Gun-control opponents like to say that guns don’t kill people, people kill people.
Yet strict gun control will be in effect at Friday’s National Rifle Association conference in Houston during a speech by former President Donald Trump.
That’s right. At the gathering of the most ardent opponents of gun control, in the state where Republican Gov. Greg Abbott signed one of the nation’s laxest gun laws — allowing almost everyone over age 21 to carry handguns without a license — Trump will enjoy the safety of a room where firearms are banned. The Secret Service insists on it.
If only the children and teachers of Texas could be assured such respite in their own classrooms.
Instead, we live in a country where Tuesday’s horrific news that a gunman massacred 19 children and two teachers at Robb Elementary School in Uvalde, Texas, amounted to the latest entry in a long and tragic list of mass shootings that have killed and injured people at schools, grocery stores, churches, synagogues, movie theaters, concerts, nightclubs and even an office holiday party.
No wonder most Americans want stronger national gun control. A Gallup poll this year found that 52% of Americans said laws regarding the sale of firearms should be made more strict. While that number is lower than it was a few years ago — perhaps a reflection of the gun-buying binge that took place during the COVID-19 pandemic — Gallup’s research nonetheless finds strong public support for common-sense restrictions. That includes proposals to require background checks for all gun purchases, ban high-capacity ammunition magazines and assault weapons, and require a 30-day waiting period for all gun sales.
Congress should act with haste to pass these ideas into law. They won’t stop the nation’s gun violence problem — there are now more guns than people in the United States — but they can help reduce it. Data show that states with strict gun control laws have a lower rate of gun deaths than those with a lax approach to regulating firearms.

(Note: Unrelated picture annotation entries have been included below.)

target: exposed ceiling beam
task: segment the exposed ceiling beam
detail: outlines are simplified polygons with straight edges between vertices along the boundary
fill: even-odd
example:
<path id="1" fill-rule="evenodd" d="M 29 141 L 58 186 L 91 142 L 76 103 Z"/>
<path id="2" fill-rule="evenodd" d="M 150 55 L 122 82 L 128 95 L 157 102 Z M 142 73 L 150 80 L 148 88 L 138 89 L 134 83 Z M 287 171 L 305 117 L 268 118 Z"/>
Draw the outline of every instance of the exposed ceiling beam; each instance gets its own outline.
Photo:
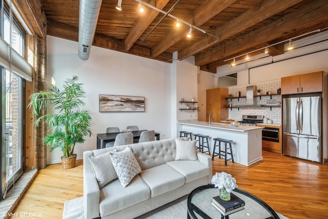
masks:
<path id="1" fill-rule="evenodd" d="M 48 34 L 70 41 L 78 41 L 78 28 L 51 20 L 48 21 Z M 168 52 L 163 52 L 156 57 L 152 57 L 150 48 L 137 44 L 133 45 L 129 51 L 125 51 L 121 40 L 97 33 L 95 35 L 92 46 L 161 62 L 167 62 L 172 58 L 172 54 Z"/>
<path id="2" fill-rule="evenodd" d="M 198 8 L 184 21 L 196 27 L 203 25 L 210 19 L 229 6 L 236 0 L 208 0 Z M 159 55 L 162 52 L 171 47 L 182 38 L 186 37 L 189 27 L 182 25 L 179 31 L 176 29 L 171 31 L 153 47 L 152 55 L 154 57 Z"/>
<path id="3" fill-rule="evenodd" d="M 34 32 L 40 38 L 47 35 L 47 17 L 39 0 L 17 0 Z"/>
<path id="4" fill-rule="evenodd" d="M 259 44 L 267 43 L 277 38 L 326 22 L 328 19 L 327 10 L 328 2 L 326 1 L 311 2 L 283 17 L 196 55 L 195 65 L 201 66 L 211 63 L 209 68 L 216 68 L 217 67 L 216 61 L 245 50 L 247 48 L 245 45 L 248 48 L 256 47 Z"/>
<path id="5" fill-rule="evenodd" d="M 219 41 L 216 43 L 218 44 L 300 2 L 301 0 L 265 0 L 261 2 L 256 6 L 250 8 L 240 16 L 219 27 L 212 34 L 220 38 Z M 204 38 L 199 42 L 194 42 L 191 46 L 178 52 L 178 58 L 186 57 L 195 51 L 204 49 L 214 41 L 215 39 Z"/>
<path id="6" fill-rule="evenodd" d="M 170 0 L 151 0 L 149 4 L 160 9 L 162 9 Z M 123 41 L 125 50 L 129 50 L 145 32 L 148 26 L 159 13 L 159 11 L 145 7 L 144 13 L 147 16 L 140 16 L 131 27 L 128 35 Z"/>

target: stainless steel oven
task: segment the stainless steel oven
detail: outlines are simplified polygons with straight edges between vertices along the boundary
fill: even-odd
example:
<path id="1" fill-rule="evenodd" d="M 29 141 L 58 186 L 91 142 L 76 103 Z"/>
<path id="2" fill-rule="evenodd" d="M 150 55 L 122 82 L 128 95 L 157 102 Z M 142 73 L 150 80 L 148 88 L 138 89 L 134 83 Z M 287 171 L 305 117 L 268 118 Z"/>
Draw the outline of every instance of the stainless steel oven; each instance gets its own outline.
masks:
<path id="1" fill-rule="evenodd" d="M 264 127 L 262 129 L 262 140 L 279 143 L 279 128 Z"/>

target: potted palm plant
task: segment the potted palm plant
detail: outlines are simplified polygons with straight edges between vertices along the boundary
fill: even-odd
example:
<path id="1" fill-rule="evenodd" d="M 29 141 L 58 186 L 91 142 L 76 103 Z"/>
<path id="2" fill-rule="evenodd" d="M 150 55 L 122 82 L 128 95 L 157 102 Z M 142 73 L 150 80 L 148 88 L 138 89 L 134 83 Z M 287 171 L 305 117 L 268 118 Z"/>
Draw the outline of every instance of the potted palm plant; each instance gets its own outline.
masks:
<path id="1" fill-rule="evenodd" d="M 76 83 L 78 80 L 77 76 L 73 76 L 72 79 L 64 81 L 62 91 L 51 85 L 49 91 L 41 91 L 30 96 L 29 107 L 33 106 L 34 115 L 46 111 L 50 106 L 58 112 L 38 117 L 35 125 L 37 126 L 44 118 L 45 120 L 51 133 L 45 136 L 44 143 L 50 147 L 50 152 L 57 148 L 61 150 L 61 164 L 64 169 L 75 166 L 76 154 L 74 153 L 74 149 L 76 144 L 83 143 L 85 136 L 92 134 L 90 113 L 80 109 L 85 105 L 81 98 L 85 97 L 86 93 L 82 88 L 83 84 Z"/>

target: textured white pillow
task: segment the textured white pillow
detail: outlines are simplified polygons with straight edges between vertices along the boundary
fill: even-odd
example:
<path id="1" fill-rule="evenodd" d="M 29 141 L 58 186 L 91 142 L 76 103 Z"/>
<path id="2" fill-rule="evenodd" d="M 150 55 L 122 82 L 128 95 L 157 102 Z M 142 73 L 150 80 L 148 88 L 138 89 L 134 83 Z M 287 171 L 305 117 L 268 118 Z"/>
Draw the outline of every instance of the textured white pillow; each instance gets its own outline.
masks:
<path id="1" fill-rule="evenodd" d="M 182 141 L 175 140 L 176 161 L 197 161 L 196 155 L 196 140 Z"/>
<path id="2" fill-rule="evenodd" d="M 133 177 L 141 172 L 141 169 L 129 147 L 122 151 L 110 152 L 112 163 L 121 185 L 128 186 Z"/>
<path id="3" fill-rule="evenodd" d="M 116 148 L 112 151 L 116 151 Z M 117 175 L 114 169 L 109 152 L 98 156 L 88 157 L 93 170 L 99 188 L 101 189 L 105 185 L 117 178 Z"/>

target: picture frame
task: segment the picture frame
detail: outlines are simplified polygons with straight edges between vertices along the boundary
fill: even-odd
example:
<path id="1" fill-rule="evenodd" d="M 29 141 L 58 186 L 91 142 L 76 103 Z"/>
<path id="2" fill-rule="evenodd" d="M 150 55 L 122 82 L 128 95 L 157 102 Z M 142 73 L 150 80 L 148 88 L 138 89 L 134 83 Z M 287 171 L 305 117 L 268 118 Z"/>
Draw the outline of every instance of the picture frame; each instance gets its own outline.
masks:
<path id="1" fill-rule="evenodd" d="M 99 95 L 99 112 L 145 112 L 145 97 Z"/>

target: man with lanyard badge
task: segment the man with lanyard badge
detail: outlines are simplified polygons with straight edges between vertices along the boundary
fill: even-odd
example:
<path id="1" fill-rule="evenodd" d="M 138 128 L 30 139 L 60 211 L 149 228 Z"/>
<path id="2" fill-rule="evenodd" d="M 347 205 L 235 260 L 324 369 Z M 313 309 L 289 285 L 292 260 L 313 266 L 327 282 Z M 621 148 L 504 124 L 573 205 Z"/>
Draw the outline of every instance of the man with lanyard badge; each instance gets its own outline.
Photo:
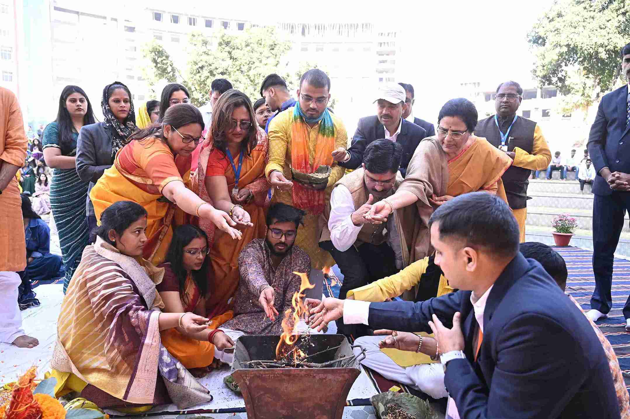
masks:
<path id="1" fill-rule="evenodd" d="M 518 222 L 520 241 L 525 241 L 527 218 L 528 178 L 532 170 L 543 170 L 551 161 L 551 152 L 540 126 L 516 114 L 523 100 L 523 89 L 515 81 L 506 81 L 496 88 L 496 115 L 483 119 L 474 134 L 485 138 L 514 161 L 501 176 L 508 204 Z"/>

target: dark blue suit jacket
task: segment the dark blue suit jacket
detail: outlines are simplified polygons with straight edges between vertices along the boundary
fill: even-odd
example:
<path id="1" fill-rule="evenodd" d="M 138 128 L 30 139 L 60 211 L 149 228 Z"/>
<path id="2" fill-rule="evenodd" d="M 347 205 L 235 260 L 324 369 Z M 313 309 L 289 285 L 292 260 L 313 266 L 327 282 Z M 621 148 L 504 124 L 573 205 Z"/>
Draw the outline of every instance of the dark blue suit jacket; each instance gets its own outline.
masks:
<path id="1" fill-rule="evenodd" d="M 587 147 L 598 175 L 593 183 L 593 193 L 597 195 L 612 193 L 604 178 L 599 176 L 604 168 L 630 173 L 630 125 L 626 126 L 627 94 L 626 84 L 604 95 L 591 125 Z"/>
<path id="2" fill-rule="evenodd" d="M 416 125 L 422 127 L 427 131 L 427 137 L 434 137 L 435 135 L 435 127 L 433 125 L 428 121 L 425 121 L 423 119 L 420 119 L 420 118 L 413 118 L 413 123 Z"/>
<path id="3" fill-rule="evenodd" d="M 462 418 L 619 417 L 604 349 L 586 316 L 542 267 L 520 253 L 488 295 L 484 336 L 478 333 L 471 291 L 427 301 L 370 304 L 374 329 L 431 332 L 435 313 L 447 327 L 461 313 L 466 359 L 449 362 L 444 383 Z"/>
<path id="4" fill-rule="evenodd" d="M 424 128 L 403 120 L 400 134 L 396 137 L 396 141 L 403 146 L 403 159 L 399 170 L 403 176 L 407 173 L 409 161 L 411 159 L 416 147 L 427 136 L 427 131 Z M 346 169 L 356 169 L 363 163 L 363 153 L 368 144 L 384 138 L 385 127 L 379 121 L 378 117 L 365 117 L 358 120 L 357 132 L 352 137 L 352 145 L 348 149 L 350 153 L 350 159 L 345 163 L 340 162 L 339 165 Z"/>

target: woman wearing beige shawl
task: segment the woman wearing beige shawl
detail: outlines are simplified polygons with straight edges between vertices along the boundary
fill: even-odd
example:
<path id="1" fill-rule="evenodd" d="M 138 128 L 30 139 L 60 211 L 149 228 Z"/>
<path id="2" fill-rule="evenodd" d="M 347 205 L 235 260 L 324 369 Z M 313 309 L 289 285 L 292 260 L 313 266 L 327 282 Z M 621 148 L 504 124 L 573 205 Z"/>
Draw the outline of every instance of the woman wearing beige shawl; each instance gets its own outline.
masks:
<path id="1" fill-rule="evenodd" d="M 55 396 L 78 391 L 102 408 L 129 413 L 171 401 L 180 409 L 210 401 L 208 390 L 160 342 L 160 330 L 178 325 L 207 337 L 208 319 L 161 312 L 156 284 L 164 270 L 141 256 L 147 212 L 120 201 L 103 211 L 100 222 L 61 305 L 50 362 Z"/>
<path id="2" fill-rule="evenodd" d="M 427 226 L 434 207 L 479 190 L 507 202 L 501 176 L 512 160 L 485 139 L 472 135 L 477 118 L 470 101 L 459 98 L 447 101 L 440 110 L 437 135 L 418 145 L 396 193 L 374 204 L 365 217 L 382 222 L 398 210 L 394 216 L 404 217 L 401 224 L 410 263 L 433 253 Z"/>

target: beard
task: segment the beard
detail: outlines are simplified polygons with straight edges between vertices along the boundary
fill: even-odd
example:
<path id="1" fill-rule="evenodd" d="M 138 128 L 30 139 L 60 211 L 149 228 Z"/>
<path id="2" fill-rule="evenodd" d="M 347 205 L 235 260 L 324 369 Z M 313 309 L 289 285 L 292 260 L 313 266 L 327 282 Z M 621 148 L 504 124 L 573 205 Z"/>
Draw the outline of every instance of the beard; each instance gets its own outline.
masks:
<path id="1" fill-rule="evenodd" d="M 269 251 L 270 251 L 272 253 L 272 255 L 273 255 L 273 256 L 284 256 L 285 255 L 287 255 L 287 253 L 289 253 L 289 251 L 291 250 L 291 248 L 293 247 L 293 244 L 289 244 L 288 243 L 285 243 L 284 244 L 286 245 L 287 247 L 285 248 L 284 250 L 280 251 L 276 250 L 275 247 L 273 246 L 273 244 L 272 244 L 272 243 L 269 241 L 269 239 L 265 238 L 265 243 L 267 245 L 267 248 L 269 249 Z"/>

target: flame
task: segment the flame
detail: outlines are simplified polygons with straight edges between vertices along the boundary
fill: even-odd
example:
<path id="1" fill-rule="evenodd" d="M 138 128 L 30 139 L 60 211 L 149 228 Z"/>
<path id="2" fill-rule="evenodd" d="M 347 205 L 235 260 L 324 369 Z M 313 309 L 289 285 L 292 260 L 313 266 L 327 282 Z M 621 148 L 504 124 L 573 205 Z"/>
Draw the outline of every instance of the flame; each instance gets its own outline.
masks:
<path id="1" fill-rule="evenodd" d="M 300 321 L 300 318 L 307 312 L 306 306 L 304 306 L 302 299 L 304 297 L 304 290 L 314 288 L 314 285 L 311 285 L 309 282 L 309 277 L 306 273 L 302 272 L 294 272 L 295 275 L 302 278 L 302 283 L 300 284 L 300 290 L 293 294 L 291 299 L 292 309 L 287 309 L 284 312 L 284 319 L 282 319 L 282 334 L 280 336 L 280 341 L 276 347 L 276 359 L 280 360 L 291 355 L 293 352 L 293 361 L 297 363 L 300 358 L 304 358 L 306 354 L 301 350 L 295 350 L 293 345 L 297 342 L 297 338 L 300 334 L 295 331 L 295 326 Z"/>
<path id="2" fill-rule="evenodd" d="M 330 267 L 324 267 L 323 269 L 321 270 L 321 273 L 324 274 L 324 277 L 330 279 L 330 286 L 334 287 L 339 283 L 335 279 L 335 277 L 330 276 L 331 272 L 332 272 L 332 269 Z"/>

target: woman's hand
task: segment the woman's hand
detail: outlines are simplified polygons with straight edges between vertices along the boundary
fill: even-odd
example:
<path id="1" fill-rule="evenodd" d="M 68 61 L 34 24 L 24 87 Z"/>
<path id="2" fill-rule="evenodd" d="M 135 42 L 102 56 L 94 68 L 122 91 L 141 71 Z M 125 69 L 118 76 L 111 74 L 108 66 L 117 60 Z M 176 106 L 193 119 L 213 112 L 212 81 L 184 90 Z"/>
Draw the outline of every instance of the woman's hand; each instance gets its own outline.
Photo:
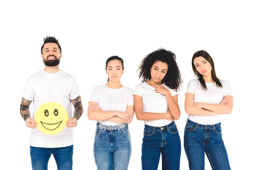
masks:
<path id="1" fill-rule="evenodd" d="M 133 116 L 128 112 L 116 111 L 116 116 L 125 120 L 125 123 L 131 123 L 132 120 Z"/>
<path id="2" fill-rule="evenodd" d="M 223 99 L 222 99 L 222 100 L 221 100 L 220 103 L 220 105 L 225 105 L 227 103 L 227 102 L 228 102 L 229 100 L 229 99 L 227 97 L 223 97 Z"/>
<path id="3" fill-rule="evenodd" d="M 98 105 L 92 103 L 89 105 L 89 108 L 93 111 L 102 111 Z"/>
<path id="4" fill-rule="evenodd" d="M 195 106 L 197 107 L 198 108 L 204 108 L 203 107 L 203 105 L 204 105 L 204 103 L 197 102 L 195 102 L 194 103 L 194 105 Z"/>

So it was a revolting, head-spinning act of arrogance for Abbott to say Wednesday that shootings in California and Illinois “prove” that the gun laws here don’t work.
Then there was the folly of Texas Attorney General Ken Paxton suggesting that the way to curb school shootings is to arm teachers, principals, gym coaches, maybe even guidance counselors. Do we really want to turn those whom we entrust with our children’s education into poorly trained security officers?
The House passed legislation last year to expand mandatory background checks to include nearly every transfer of a firearm, a long-overdue requirement. But it stalled in the Senate, where the arcane filibuster rule requires support from 60 senators to advance most legislation — and Republicans have so far refused to act. And because Democratic Sen. Joe Manchin III of West Virginia won’t vote to suspend the filibuster (though he does support “common-sense” gun legislation), the Democratic majority can’t act without Republican support.
Will the small, bullet-riddled bodies in Uvalde, where many of those killed were just 10 years old, finally cause the nation’s leaders to come together to pass reasonable limits on access to deadly weapons? We are not optimistic. It’s been a decade since a gunman killed 26 people at Sandy Hook Elementary School, most of whom were 6 and 7 years old. In that time, most elected Republicans have repeatedly chosen fealty to the National Rifle Assn. over common-sense firearm policy.
But Senate Majority Leader Charles E. Schumer, D-N.Y., is holding out for the possibility of a bipartisan agreement on gun control. For the safety of the nation, we urgently hope it will succeed. Democrats would be wise to look for common ground.
And Republicans should take a cue from the NRA conference in Houston. In agreeing to ban firearms, but not people, in the hall for Trump’s speech, the group acknowledges the obvious: Yes. Guns do kill people.